Ketiga tersangka beserta barang bukti berupa tiga pucuk senjata api, yakni jenis M16, M4, dan glock diamankan di Polda Papua untuk diproses lebih lanjut, kata Kapolda Papua dalam keterangan persnya, di Jayapura, Senin sore, didampingi Pangdam XVII/Cenderawasih Mayjen TNI Herman Asaribab.
Irjen Pol Waterpauw menjelaskan, dari hasil pemeriksaan juga terungkap anggota Polri yang bertugas di Brimob Kelapa Dua sudah tujuh kali membawa senjata api ke Nabire dengan upah berkisar dari Rp10 juta hingga Rp30 juta tergantung jenis senjata api yang dibawa.
Senjata api itu dijual kepada pemesan melalui DC dengan harga berkisar Rp300 juta hingga Rp350 juta tergantung jenis, kata Waterpauw seraya mengaku saat ini anggota masih mencari pemesan yakni SK.
"Hingga kini SK belum ditemukan, sehingga penyidik belum bisa meminta keterangan dari yang bersangkutan," kata Waterpauw.

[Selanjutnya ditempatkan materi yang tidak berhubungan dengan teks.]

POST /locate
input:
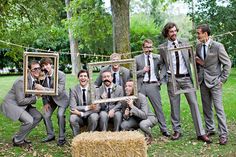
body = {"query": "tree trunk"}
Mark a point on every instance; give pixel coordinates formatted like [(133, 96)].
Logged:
[(121, 26), (75, 56)]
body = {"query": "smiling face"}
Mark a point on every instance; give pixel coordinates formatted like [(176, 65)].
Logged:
[(172, 33), (107, 78), (35, 70), (83, 79), (129, 88)]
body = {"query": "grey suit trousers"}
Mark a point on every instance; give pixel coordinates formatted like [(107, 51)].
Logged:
[(103, 121), (184, 83), (152, 91), (61, 121), (209, 97), (76, 122), (30, 119)]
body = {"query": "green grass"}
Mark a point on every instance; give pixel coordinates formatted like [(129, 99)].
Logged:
[(186, 146)]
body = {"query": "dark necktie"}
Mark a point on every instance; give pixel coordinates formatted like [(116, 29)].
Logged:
[(204, 51), (149, 65), (109, 93), (114, 78), (177, 60), (84, 97)]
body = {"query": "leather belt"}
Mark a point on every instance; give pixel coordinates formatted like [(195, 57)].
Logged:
[(181, 75), (149, 81)]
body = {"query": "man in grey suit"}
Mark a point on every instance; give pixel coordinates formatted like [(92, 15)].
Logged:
[(182, 72), (82, 111), (137, 113), (120, 74), (149, 81), (214, 67), (110, 110), (52, 102), (18, 106)]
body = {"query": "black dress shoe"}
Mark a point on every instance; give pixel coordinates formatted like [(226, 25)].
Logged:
[(223, 140), (210, 134), (48, 139), (204, 138), (61, 142), (176, 135), (18, 144), (166, 134)]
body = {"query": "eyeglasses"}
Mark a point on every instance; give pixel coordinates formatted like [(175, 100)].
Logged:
[(147, 47), (36, 69)]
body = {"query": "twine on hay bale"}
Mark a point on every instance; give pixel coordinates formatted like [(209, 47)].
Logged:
[(109, 144)]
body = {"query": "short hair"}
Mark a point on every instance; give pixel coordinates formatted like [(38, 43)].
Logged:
[(83, 71), (32, 62), (45, 61), (147, 41), (167, 27), (113, 55), (205, 28)]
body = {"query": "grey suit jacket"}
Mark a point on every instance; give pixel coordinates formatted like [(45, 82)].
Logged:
[(140, 64), (76, 100), (15, 102), (62, 98), (166, 63), (141, 108), (124, 73), (117, 91), (216, 66)]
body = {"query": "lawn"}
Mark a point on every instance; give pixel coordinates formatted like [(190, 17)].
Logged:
[(186, 146)]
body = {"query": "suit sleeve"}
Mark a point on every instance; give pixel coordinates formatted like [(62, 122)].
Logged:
[(226, 63), (20, 96)]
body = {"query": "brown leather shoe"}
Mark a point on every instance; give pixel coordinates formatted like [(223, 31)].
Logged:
[(223, 140), (176, 135), (210, 134), (204, 138)]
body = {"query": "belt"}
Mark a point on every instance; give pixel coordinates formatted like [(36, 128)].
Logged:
[(181, 75), (150, 82)]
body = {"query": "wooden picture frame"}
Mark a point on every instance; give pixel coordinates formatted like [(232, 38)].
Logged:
[(93, 89), (28, 56), (193, 69)]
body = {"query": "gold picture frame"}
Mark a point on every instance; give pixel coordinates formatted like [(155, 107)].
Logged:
[(193, 68), (27, 57), (134, 78)]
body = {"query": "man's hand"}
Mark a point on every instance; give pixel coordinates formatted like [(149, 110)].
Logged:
[(46, 107), (75, 111), (92, 107), (199, 61), (111, 113), (39, 87), (127, 112), (146, 68), (130, 102)]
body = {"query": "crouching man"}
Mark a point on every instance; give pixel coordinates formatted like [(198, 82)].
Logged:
[(137, 113), (82, 111)]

Kapolda Papua mengakui, anggota di lapangan sudah lama memonitor adanya kasus jual beli senjata api ke kelompok kriminal bersenjata (KKB), mengingat saat ini aksi kelompok bersenjata khususnya di wilayah Intan Jaya makin meningkat hingga menimbulkan korban jiwa baik warga sipil maupun aparat keamanan .
Terungkap kasus tersebut setelah ada informasi masuknya dua pucuk senjata api jenis MI16 dan M4 yang masuk melalui Timika ke Nabire, sehingga dilakukan pendalamanan dan akhirnya terbongkar dengan diamankannya Bripka MJH dari sesaat setibanya di Nabire via Timika dan Makassar.
"Senjata api yang dibawa Bripka MJH itu dilengkapi dokumen, sehingga tidak ada masalah saat diangkut dengan pesawat dari Jakarta hingga ke Nabire," kata Irjen Pol Waterpauw.